此情此景,可正是應了那一首詩:山外青山樓外樓,西湖歌舞幾時休?暖風燻得遊人醉,直把杭州作汴州。
但即便現在送上這首詩給姬扁,相信在姬扁心中也不會激起半點漣漪,甚至都不會去怪罪任何人,因為他已經是徹底崩潰了,此戰過後,他心中僅存的那一點心氣,也已經是蕩然無存。
高情商說法,那就是英雄氣短。
此時姬扁正摟著兩位愛妾,喝著美酒,唱著小曲,好不快活!
但是在別人看來,又是那麼的悲哀。
他就如同一個垂死之人,爭取在這最後的時光,好好享受人生。
“你們來此作甚?”
“吾等是奉大王之命前來接替爾等。”
外面突然響起一陣嘈雜之聲,令屋內琴音、笑聲是戈然而止,不管是琴師,還是歌女,皆是恐慌地看著窗外,可見他們已經是驚弓之鳥。
“出什麼事了?”此時姬扁已經喝得是雙眼迷離,伸著大舌頭問了一遍,見外面沒有人答,於是又吩咐侍從道:“你去外面看看。”
可那侍從出去之後,過得好半響,也沒有再回來,姬扁不禁稍稍有些疑惑,待他又準備派人前去看看時,大門前突然出現一道人影。
只見一個披頭散髮,上著白色睡袍,下著紅色大短褲的少年入得門內,來人正是世子姬定。
“定兒拜見父王。”
姬定不理會父親那迷離的眼神,徑自上前,跪拜在地,行以大禮。
“定兒?”
姬扁趕緊揉了揉眼,這才看清楚姬定,又很是驚訝道:“你怎麼來了,是誰放你進來的?”說到這裡,他神色不悅地喊道:“來人啊!來人啊!”
叫得幾聲,可外面是寂靜無聲。
姬定突然抬頭看了父親一眼,然後站起身來,緩緩走向姬扁。
姬扁懵了。
未等他反應過來,姬定已經來到桌前,突然目光一轉,看向旁邊的一位妾侍,伸出自己那白嫩的小手,將那妾侍的衣襟拉了拉,遮住裡面的春光,神情嚴肅地說道:“今後在我面前,脖子以下都不準露。”
心中卻是暗自一嘆,就這寬鬆的大短褲,以及我的天賦,你們還穿成這樣,
“啊!”
後知後覺的妾侍驚叫一聲,雙手捂住衣襟。

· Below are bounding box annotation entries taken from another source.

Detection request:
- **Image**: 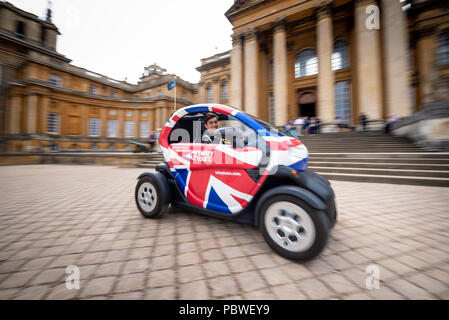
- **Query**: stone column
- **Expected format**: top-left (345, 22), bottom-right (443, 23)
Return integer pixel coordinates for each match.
top-left (230, 33), bottom-right (243, 110)
top-left (25, 94), bottom-right (38, 134)
top-left (355, 0), bottom-right (382, 120)
top-left (133, 110), bottom-right (140, 138)
top-left (382, 0), bottom-right (411, 117)
top-left (154, 106), bottom-right (162, 131)
top-left (416, 28), bottom-right (437, 106)
top-left (198, 81), bottom-right (207, 103)
top-left (81, 105), bottom-right (88, 137)
top-left (244, 30), bottom-right (259, 117)
top-left (212, 78), bottom-right (221, 103)
top-left (147, 109), bottom-right (154, 134)
top-left (39, 96), bottom-right (50, 134)
top-left (8, 96), bottom-right (22, 134)
top-left (316, 4), bottom-right (335, 123)
top-left (100, 107), bottom-right (108, 137)
top-left (273, 21), bottom-right (288, 126)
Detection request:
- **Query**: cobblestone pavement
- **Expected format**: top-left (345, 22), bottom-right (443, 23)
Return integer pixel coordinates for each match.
top-left (0, 165), bottom-right (449, 299)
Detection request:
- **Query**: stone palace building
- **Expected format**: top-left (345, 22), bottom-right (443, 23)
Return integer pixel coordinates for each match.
top-left (0, 0), bottom-right (449, 151)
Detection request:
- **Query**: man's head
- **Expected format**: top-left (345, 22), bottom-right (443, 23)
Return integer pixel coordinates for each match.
top-left (204, 112), bottom-right (218, 132)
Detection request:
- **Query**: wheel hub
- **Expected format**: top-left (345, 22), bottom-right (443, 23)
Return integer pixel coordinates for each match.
top-left (265, 201), bottom-right (315, 252)
top-left (137, 182), bottom-right (157, 212)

坐在另一邊的妾侍也趕緊捂住,可是她們的眼神卻透過那姬定那敞開的睡袍,打量著那白白嫩嫩的胸膛,以及那極其顯眼的紅色大短褲。
而姬扁已經是目瞪口呆,哪還有心思關注這些。
是我瘋了?
還是我的兒子瘋了?
他竟然!
“這才對!”
姬定滿意地點點頭,又是語氣溫和地說道:“我現在想跟我父王談談心,二位可否去外面等候,就當是中場休息。”
“奴婢遵命!”
二女已經被姬定給嚇傻了,立刻拋下姬扁,慌慌張張地跑了出去。
姬定又抬頭環目掃去,頃刻間,屋內的琴師、侍從、閹人紛紛跑了出去。
姬定的小臉露出鬱悶之色,小聲嘀咕道:“我都已經這麼彬彬有禮,他們為何還這麼害怕?”
“定兒,你在幹什麼你是瘋了嗎?”
待人都跑了,姬扁才回過神來,一拍桌子衝著姬定咆哮道。
姬定卻是不語,站起身來,一邊拿出手帕抹去臉上的唾沫,一邊往窗前走去。
姬扁整個人都是懵的,呆呆地望著姬定,只見他走到窗前,提起放在窗下的大木桶,弱不禁風的身子差點還被那木桶給拉到,咬著牙,鼓著青筋,搖搖晃晃的走了過來。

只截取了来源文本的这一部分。